しかしある食品が体内に入ってきたときに、免疫系がこれを「異物」と誤認して過剰に反応してしまうことがあります。
これが「食物アレルギー」です。
主な症状には、皮膚の湿疹やじんましん、目の粘膜の腫れ、嘔吐や下痢が挙げられます。
食物アレルギーの60%以上は卵・牛乳・小麦が占め、次いで甲殻類や果物・ナッツ類の割合が多いです。
また日本を含む一部の先進諸国では現在、10人に1人以上の子供が食物アレルギーと診断されており、その発症率は年々増加の一途をたどっています。
アレルギー発症の原因には遺伝子や環境因子など様々な要因が考えられますが、近年になって指摘され始めているのは「衛生意識の過剰な高まり」です。
子供をできる限り不衛生な環境から遠ざけようとするのが親心というものですが、専門家いわく、これが子供の免疫力に異常を起こしているといいます。
反対に以前の研究では、妊婦や乳幼児が犬や農作物に多く触れているほど、食物アレルギーの発症リスクが低下する可能性が示唆されていました。
そこで研究チームは今回、ペットの存在と子供の食物アレルギーの関連性をより詳しく理解すべく、日本全国の9万7413人の母子を対象とした「日本の環境と子どもに関する調査データ」をもとに分析を行いました。
室内で犬や猫を飼っている家庭ほど「食物アレルギー」になりにくい
チームはその中から、妊娠中および乳幼児期(0〜3歳)におけるペットへの曝露と食物アレルギーの正確なデータが得られた子供6万6215人を対象としています。
そのうち、約22%の子供が何らかのペット(最も多いのは室内犬と猫)にさらされていました。
そして分析の結果、室内犬や猫にさらされていた子供では、ペットを飼っていない子供に比べて、食物アレルギーの発症率が有意に低くなっていたのです。
特に卵・牛乳・ナッツのアレルギーは室内犬に接している子供ほど有意に低く、卵・小麦・大豆のアレルギーは室内の猫に接している子供ほど有意に低くなっていました。
一方、室外で犬を飼っている場合は、食物アレルギーの発症リスクに低下は見られなかったとのことです。
こう見ると、室内犬や猫に触れている子供ほど食物アレルギーが少なくなっていることが分かります。

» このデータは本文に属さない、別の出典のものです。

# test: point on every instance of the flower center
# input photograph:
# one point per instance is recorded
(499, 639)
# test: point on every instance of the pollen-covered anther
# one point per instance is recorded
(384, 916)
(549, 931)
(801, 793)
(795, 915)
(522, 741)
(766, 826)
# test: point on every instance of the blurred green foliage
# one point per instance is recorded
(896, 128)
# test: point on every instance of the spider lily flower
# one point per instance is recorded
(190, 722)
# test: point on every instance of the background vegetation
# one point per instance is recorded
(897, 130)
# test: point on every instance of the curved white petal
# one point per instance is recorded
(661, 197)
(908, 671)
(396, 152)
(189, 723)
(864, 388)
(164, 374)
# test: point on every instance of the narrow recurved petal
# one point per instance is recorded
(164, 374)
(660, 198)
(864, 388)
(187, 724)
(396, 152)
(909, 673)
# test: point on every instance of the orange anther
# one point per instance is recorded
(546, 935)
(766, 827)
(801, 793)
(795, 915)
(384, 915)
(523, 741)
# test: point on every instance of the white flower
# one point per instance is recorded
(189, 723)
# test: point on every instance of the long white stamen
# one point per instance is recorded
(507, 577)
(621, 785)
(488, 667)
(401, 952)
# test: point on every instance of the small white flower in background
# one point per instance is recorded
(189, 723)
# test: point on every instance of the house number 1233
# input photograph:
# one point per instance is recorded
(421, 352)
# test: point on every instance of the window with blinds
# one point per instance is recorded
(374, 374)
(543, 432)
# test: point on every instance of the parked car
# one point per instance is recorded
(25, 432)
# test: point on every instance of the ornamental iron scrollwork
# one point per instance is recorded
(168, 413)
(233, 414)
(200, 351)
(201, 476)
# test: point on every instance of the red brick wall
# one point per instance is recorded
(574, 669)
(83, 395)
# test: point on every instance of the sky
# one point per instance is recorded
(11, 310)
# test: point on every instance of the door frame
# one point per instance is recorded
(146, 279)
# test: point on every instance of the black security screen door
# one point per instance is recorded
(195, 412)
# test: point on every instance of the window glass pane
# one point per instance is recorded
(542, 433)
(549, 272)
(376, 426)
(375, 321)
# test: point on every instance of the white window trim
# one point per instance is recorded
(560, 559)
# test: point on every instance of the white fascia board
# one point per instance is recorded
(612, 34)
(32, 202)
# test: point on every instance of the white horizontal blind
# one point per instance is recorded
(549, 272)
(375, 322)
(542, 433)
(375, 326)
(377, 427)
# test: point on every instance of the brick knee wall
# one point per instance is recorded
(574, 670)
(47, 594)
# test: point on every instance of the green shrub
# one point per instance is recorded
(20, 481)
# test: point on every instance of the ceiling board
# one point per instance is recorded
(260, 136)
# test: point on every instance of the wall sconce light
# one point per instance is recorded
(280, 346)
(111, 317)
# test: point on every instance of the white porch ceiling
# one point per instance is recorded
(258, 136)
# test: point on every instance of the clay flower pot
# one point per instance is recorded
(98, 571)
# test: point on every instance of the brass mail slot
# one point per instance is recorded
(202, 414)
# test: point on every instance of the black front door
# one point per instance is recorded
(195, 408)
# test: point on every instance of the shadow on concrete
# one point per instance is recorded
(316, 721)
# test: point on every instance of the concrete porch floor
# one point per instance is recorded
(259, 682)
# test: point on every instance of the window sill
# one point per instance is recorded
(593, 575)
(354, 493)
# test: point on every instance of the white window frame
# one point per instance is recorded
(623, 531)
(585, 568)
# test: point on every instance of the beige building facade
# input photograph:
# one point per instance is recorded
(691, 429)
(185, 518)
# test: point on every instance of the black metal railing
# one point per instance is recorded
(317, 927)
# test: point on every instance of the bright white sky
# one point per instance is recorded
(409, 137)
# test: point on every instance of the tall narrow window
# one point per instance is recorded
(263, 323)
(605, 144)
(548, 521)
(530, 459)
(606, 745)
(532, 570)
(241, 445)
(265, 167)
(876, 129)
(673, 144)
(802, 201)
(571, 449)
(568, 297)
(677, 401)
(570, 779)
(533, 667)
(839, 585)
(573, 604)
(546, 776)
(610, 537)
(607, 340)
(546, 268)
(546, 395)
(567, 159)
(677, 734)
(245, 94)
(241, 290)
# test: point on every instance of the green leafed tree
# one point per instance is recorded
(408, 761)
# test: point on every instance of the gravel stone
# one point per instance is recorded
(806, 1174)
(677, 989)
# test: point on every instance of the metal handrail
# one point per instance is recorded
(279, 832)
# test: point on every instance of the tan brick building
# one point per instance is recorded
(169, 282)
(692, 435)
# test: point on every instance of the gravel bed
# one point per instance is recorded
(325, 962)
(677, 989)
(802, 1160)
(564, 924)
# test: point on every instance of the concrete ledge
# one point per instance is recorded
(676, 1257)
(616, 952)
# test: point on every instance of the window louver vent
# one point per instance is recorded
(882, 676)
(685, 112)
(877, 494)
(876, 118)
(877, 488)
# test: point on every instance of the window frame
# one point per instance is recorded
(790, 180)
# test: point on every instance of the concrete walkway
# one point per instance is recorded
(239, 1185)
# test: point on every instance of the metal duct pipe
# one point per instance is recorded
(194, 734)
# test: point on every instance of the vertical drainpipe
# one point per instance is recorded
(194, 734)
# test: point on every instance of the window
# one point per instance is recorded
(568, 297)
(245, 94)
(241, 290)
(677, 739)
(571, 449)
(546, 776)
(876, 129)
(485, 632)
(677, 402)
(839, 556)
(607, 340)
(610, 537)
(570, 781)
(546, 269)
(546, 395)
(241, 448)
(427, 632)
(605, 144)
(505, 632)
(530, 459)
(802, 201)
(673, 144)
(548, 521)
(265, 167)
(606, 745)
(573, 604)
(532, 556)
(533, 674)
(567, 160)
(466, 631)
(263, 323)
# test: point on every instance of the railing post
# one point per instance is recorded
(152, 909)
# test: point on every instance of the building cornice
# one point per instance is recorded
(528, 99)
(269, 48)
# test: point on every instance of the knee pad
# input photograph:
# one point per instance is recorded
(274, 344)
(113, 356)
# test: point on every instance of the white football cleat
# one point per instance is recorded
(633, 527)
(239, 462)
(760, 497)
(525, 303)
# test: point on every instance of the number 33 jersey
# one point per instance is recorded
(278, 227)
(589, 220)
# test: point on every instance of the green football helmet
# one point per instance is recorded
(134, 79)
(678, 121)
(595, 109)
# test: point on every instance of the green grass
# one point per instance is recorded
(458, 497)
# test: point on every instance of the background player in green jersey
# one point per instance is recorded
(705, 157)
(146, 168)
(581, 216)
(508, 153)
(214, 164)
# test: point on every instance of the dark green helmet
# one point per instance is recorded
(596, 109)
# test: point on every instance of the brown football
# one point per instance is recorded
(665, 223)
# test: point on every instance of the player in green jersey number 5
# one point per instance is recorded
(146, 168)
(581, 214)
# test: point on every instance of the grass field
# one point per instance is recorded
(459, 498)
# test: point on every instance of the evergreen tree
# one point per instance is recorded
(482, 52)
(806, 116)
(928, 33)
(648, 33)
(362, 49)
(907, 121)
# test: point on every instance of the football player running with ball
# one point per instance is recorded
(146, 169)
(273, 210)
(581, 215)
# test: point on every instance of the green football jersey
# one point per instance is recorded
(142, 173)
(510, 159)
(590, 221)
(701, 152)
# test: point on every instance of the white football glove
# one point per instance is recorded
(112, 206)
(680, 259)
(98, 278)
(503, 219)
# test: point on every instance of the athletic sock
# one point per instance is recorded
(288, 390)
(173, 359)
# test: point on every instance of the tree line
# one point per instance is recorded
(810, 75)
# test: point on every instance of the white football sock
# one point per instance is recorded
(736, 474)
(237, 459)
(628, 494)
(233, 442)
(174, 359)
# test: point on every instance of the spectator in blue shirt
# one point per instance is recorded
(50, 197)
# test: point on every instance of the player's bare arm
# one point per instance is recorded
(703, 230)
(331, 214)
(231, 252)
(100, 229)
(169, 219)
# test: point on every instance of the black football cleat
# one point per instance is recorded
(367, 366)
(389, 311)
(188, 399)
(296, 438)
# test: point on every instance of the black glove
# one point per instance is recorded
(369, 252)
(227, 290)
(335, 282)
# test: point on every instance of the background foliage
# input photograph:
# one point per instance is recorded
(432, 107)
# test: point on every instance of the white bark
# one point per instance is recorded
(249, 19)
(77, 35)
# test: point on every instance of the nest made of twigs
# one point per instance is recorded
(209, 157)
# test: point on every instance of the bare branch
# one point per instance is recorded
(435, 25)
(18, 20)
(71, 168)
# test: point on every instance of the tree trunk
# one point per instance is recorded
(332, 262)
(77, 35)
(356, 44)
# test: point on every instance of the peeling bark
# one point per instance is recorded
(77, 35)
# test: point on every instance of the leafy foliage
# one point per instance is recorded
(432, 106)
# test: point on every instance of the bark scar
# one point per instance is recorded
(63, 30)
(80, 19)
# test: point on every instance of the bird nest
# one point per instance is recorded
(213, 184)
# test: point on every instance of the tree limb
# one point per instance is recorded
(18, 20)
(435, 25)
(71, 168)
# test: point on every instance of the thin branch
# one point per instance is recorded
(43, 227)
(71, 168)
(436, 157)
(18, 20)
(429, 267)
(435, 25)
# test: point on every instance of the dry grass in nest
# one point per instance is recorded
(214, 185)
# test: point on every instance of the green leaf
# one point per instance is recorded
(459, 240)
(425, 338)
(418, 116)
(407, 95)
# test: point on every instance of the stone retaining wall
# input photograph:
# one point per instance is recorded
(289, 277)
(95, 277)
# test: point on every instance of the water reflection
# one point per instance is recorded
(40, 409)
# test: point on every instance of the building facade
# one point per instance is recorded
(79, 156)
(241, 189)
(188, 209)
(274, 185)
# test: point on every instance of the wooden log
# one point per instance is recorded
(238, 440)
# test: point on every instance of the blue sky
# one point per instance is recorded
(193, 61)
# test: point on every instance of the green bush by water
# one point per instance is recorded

しかし、今回の研究では、まだ説明のついていない問題も存在します。
魚・甲殻類・果物・蕎麦のアレルギーはペットの有無と関係していませんでした。
またカメや鳥のペットでは食物アレルギーとの有意な関連性は見られませんでした。
さらに不思議なことに、ハムスターを飼っている家庭(全体の0.9%)では子供の逆にナッツアレルギーの発症率が有意に高くなっていたのです。
なぜこのような結果が見られるのかは、まだよくわかっていません。
今回の結果はあくまでアンケート調査によって集められたデータにおける、相関関係を示しただけに過ぎず、ペットの有無と食物アレルギーの間に隠された因果関係はまだ解明されていません。
それでも現在の「衛生仮説(hygiene hypothesis)」では、幼少期に微生物との接触が多いほどアレルギー疾患の予防に有効であると指摘されています。
衛生仮説では先程述べたように、身の回りを清潔にしすぎたり、除菌や消毒をしすぎると、免疫力に異常が発生する可能性が高くなり、反対に日頃から自然な免疫力で対処できる程度の菌に接していれば免疫系は強まり、風邪や病気になりにくくなると考えられています。
勝てるレベルの相手(雑菌)で練習試合を重ねていけば、免疫系が強化され正しい機能を発揮できるようになるだろうというのがその根拠です。
食物アレルギーは、本来免疫系が対処するべきでない物質に対して免疫系が過剰反応している状態です。
衛生仮説では、その理由を免疫系が本来対処すべき物質について学習が不足しているためではないかと考えています。
私たちの周辺にいる細菌のほとんどは有害性の低いものばかりです。
するとペットの犬や猫は、子供が勝てる程度の練習相手(雑菌)を室内にばら撒いてくれるため、食物アレルギーのリスクも下がるのかもしれません。
今回の報告はあくまでアンケートによる統計調査の結果であり、衛生仮説はまだ確証の得られた理論ではありません。
しかし、食物アレルギーの発症は子供の人生に影響を及ぼすものなので、子供の健康のために注意して見ておくべき情報かもしれません。